Sidebar: It was only after I had written up this message that I realized that erangi had already asked this question at the bottom of the original blog entry. If I had known that, I wouldn't have bothered writing up this entry, because I don't like it when people ask the same question in multiple places, especially since my response is based is purely speculation, guesswork that you too could have performed.

Comments (12)
  1. Yuhong Bao says:

    When were the DVD error codes added, BTW?

  2. Jared says:

    I admit I’m old, feeble minded, dense, and only working on one cup of coffee…  but I read the stream of consciousness blog entry twice and the answer to the original question didn’t jump out at me.

    Q. Why is there an error code in an ancient package that presupposes prophetic vision?

    A. The code was added during modernization of said package, and didn’t exist on day 1.

    I assume that’s what Raymond is saying?

    PS:  Lesson on how to write prophetic literature.
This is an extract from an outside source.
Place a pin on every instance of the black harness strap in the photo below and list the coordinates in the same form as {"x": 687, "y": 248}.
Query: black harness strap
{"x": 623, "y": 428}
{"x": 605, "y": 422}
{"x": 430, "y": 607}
    1.  Invent "wise old sage" living before your time.
    2.  Write document credited to WOS documenting history from then to now.

    3.  Insert comment about how wonderful a prophet WOS has been, getting everything right so far in the document.
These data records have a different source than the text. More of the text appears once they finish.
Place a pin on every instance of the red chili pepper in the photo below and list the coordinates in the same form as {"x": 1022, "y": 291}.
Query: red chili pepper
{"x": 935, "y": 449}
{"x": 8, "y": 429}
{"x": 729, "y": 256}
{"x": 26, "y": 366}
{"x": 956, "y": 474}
    4.  Add your predictions for the future, riding on WOS’s coat tails for accuracy.

    Result is an instant "infallible" source.

  3. asf says:

    Any hope of the shellrevealed blog returning?

    [I had nothing to do with the running of that site. -Raymond]
  4. 640k says:

    90s called and want their return codes back.
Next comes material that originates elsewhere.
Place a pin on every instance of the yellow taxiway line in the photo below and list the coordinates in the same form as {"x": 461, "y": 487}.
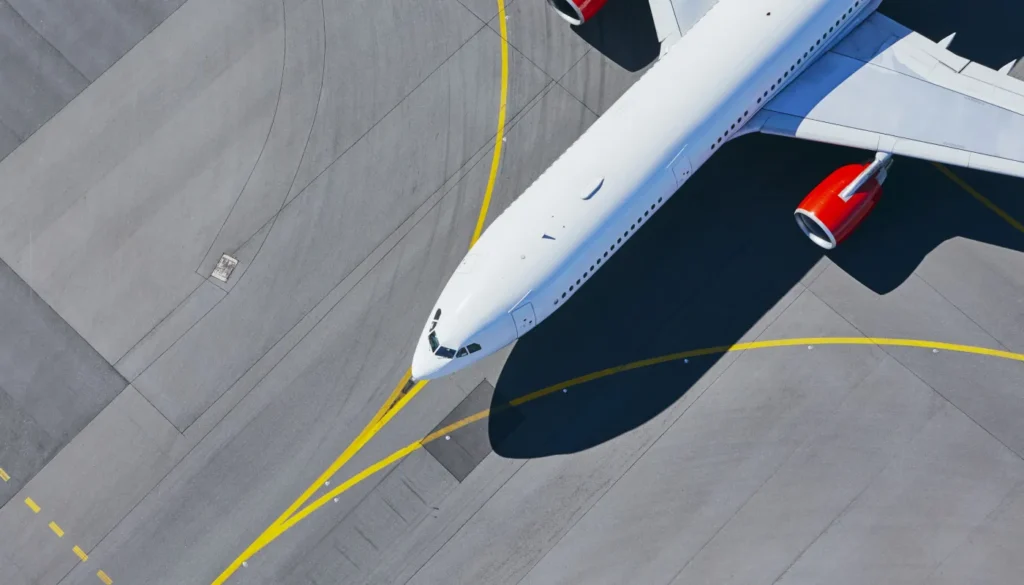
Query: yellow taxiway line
{"x": 554, "y": 388}
{"x": 981, "y": 198}
{"x": 406, "y": 390}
    Use exceptions please.

    [Is that a proportionate response? -Raymond]
  5. Leo Davidson says:


    "Use exceptions please."

    Just one look at CloseHandle (among several hundred other things) is all you need to know that Win32 isn’t an exception-safe API and never could be. Making it use exceptions, except for truly exceptional circumstances, would be insane.

    If you want exceptions then that’s fair enough but use a wrapper/framework (e.g. .Net).

  6. Ken Hagan says:

    The 90s called and want their silver bullet back.

    Witticisms aside, if you are talking about Win32 exceptions, please note that they are not separate classes arranged in a nice hierarchy within your chosen programming language. There is only one "class" of Win32 exception, and its principal discriminant is an HRESULT.

  7. Nick says:

    640k: People with attitudes like yours make me sigh.  Besides, don’t you have an open source project you should be contributing to?

  8. JamesNT says:

    Mr. Chen,

    Regarding your sidebar – thank you for writing this post, anyway.  You just helped me solve a small problem by pointing me in a the right direction.


  9. Yuhong Bao says:

    "Any hope of the shellrevealed blog returning?"

    Luckily, many of the info that was once there is now documented elsewhere. For example, the error codes once documented there is now documented on the MSDN page for SHFileOperation.

  10. Joe says:

    Why bother with those error codes at all? Does DE_SRC_IS_DVD give you some information that DE_SRC_IS_CDROM doesn’t? Seems it would have been better to redefine DE_SRC_IS_CDROM to mean ‘The source is a read-only optical disk, possibly unformatted’.

    That way, SHFileOperation would be able to give sensible error codes for writeable DVDs (there’s a DE_SRC_IS_CDRECORD but not DE_SRC_IS_DVDRECORD) and would be able to handle Bluray disks.

  11. GWO says:

    @Nick : Congratulations – you managed to follow up a ill-thought-out, petty and small minded comment with a pettier and smaller minded one.  Well played.

  12. Mike Dimmick says:

    @Jared: Microsoft would have known much earlier than 1997 that there would be a successor to CD-ROM for video playback and data storage. The two competitors were announced officially at the end of 1994, and the merged spec in mid- to late 1995.

    The current documentation does say "These error codes are subject to change and have historically done so." (my emphasis). You may find that non-DVD-supporting versions of Windows used 0x83 for some other purpose.